The new underwater network Melodia is suggesting would provide for existing and new undersea sensors to transmit their data instantaneously to smart devices, laptops, and other types of devices via a commonly used information transmission control protocol.

We know the Internet has rules for how our computers, laptops, and wireless smart devices communicate and share data.

That’s right folks; it’s the TCP/IP or Transmission Control Protocol/Internet Protocol standard.

This protocol standard (including IPv6 revisions) is what Melodia wants to see being used for the data transmissions from undersea sensors.

Melodia said using this type of framework (networking) would allow linking together undersea buoys which would detect tsunamis.

He feels this sort of communication network between them would be valuable in providing a more reliable warning to coastal residents who would be affected by a sensor’s detection of tsunamis.

Another advantage of using TCP/IP is that it’s designed for high-performance communication and is not subject to propagation delays. Also, information would be collected from the undersea sensors in real-time, thus making the sensors data more readily available, and timely.

Energy savings would also be realized using TCP/IP architecture because it would not consume as much power as traditional RF (Radio Frequency) wireless underwater devices such as sensors, relay-nodes, and modems do.

A recent underwater test was conducted just south of downtown Buffalo, in Lake Erie.

Two doctoral candidates who work in Melodia’s lab; Hovannes Kulhandjian and Zahed Hossain, released two 40-pound sensors into the lake from their boat on Lake Erie.

They then typed a command into a laptop computer, which communicated with the sensor in the lake. Within seconds, a sequence of high-pitched chirps were being monitored – confirming their test had worked.

“The Internet Underwater: An IP-compatible Protocol Stack for Commercial Undersea Modems” is a 2013 research paper Melodia and Yifan Sun collaborated on.

This paper describes, in extreme detail, how TCP/IP would work with devices in an underwater networking environment.

The research paper also envisions users accessing information from underwater sensors using any Internet connected device.

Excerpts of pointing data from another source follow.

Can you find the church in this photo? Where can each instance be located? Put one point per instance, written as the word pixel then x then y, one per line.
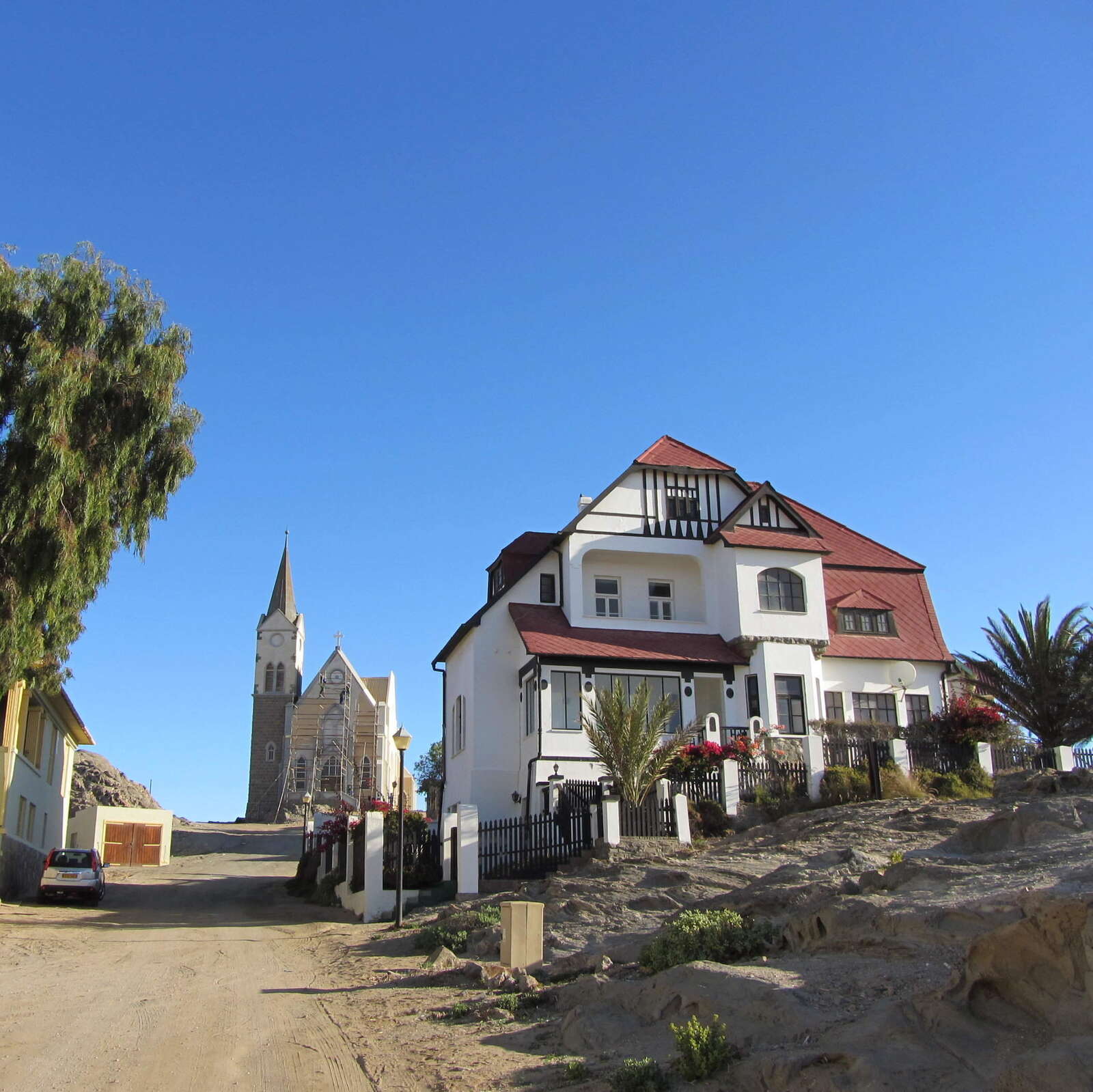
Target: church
pixel 331 739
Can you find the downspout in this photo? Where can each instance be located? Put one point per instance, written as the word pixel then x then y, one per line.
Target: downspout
pixel 444 738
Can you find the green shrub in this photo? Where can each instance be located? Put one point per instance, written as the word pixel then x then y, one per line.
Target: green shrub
pixel 703 1048
pixel 844 785
pixel 639 1075
pixel 454 930
pixel 721 936
pixel 575 1070
pixel 896 784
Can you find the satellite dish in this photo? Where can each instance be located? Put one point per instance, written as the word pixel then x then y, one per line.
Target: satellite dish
pixel 902 675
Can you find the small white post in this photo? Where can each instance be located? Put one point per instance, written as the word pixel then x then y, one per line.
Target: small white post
pixel 373 854
pixel 448 822
pixel 901 755
pixel 612 821
pixel 1064 759
pixel 730 786
pixel 812 747
pixel 985 758
pixel 682 819
pixel 468 850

A drawing shows an example of how a Subnet 2 network of underwater sensors or nodes would send their TCP/IP data to a surface ship, which would then transmit the data via 3G cellular signaling into the traditional IP-based network we access.

You can view this drawing at: http://tinyurl.com/bytes-seasensors.

Work on undersea devices using an IP-compatible network is supported in part by the National Science Foundation.

Someday, undersea buoys could provide a wealth of real-time information easily accessible over the Internet. They will tell us about their environment, water temperatures, and many will even have cameras attached to them for us to observe their surroundings.

On a future vacation, we may be accessing data from undersea buoys using the Internet while scuba diving off a tropical island.